(Bloomberg) -- Activist investor Starboard Value LP’s proposal to end the dual-class share structure at News Corp. got struck down during a vote at the media company’s annual meeting on Wednesday.
The Murdoch family controls about 41% of the voting shares at the parent of Dow Jones, the NY Post and other businesses, giving any proposal without their support a slim chance of passing. In a statement Wednesday the company said the nonbinding proposal had been “convincingly” defeated.
Starboard co-founder Jeffrey Smith argued in a letter to fellow shareholders in September that the dual-class structure provides the Murdochs with “outsized influence.” He referenced Rupert Murdoch’s decision to step down as chairman of News Corp. and Fox Corp. last year and leave his son, Lachlan Murdoch, in charge.

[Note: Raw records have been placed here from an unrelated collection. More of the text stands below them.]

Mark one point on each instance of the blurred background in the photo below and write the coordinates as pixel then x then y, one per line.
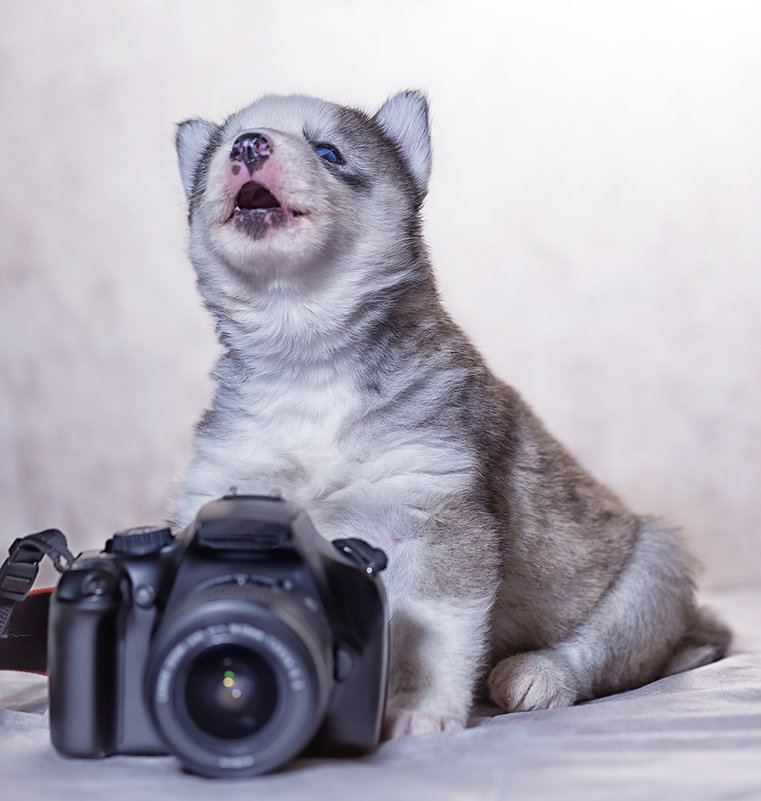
pixel 593 217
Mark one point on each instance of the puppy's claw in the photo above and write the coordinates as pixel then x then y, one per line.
pixel 530 681
pixel 400 722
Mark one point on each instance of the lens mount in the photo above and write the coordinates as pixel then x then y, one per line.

“This transition of power from Rupert Murdoch to his children has allowed for complicated family dynamics to potentially impact the stability and strategic direction of News Corp.,” Smith wrote.
Irenic Capital, another News Corp. investor, supported Starboard’s proposal.
The family is mired in a contentious legal battle between Rupert Murdoch and three of his other children over the family trust that owns the voting stock in News Corp. and Fox. Murdoch sought to change the trust’s conditions to hand sole control of his media empire over to Lachlan upon his death, rather than dividing it evenly among his four older children. Following arguments in a Nevada probate court in September, both parties are still awaiting a final ruling in the case.
News Corp.’s board of directors pushed back on Starboard’s proposal in September and said in a statement that the dual-class structure “promotes stability” and that the company “has thrived under the current structure.”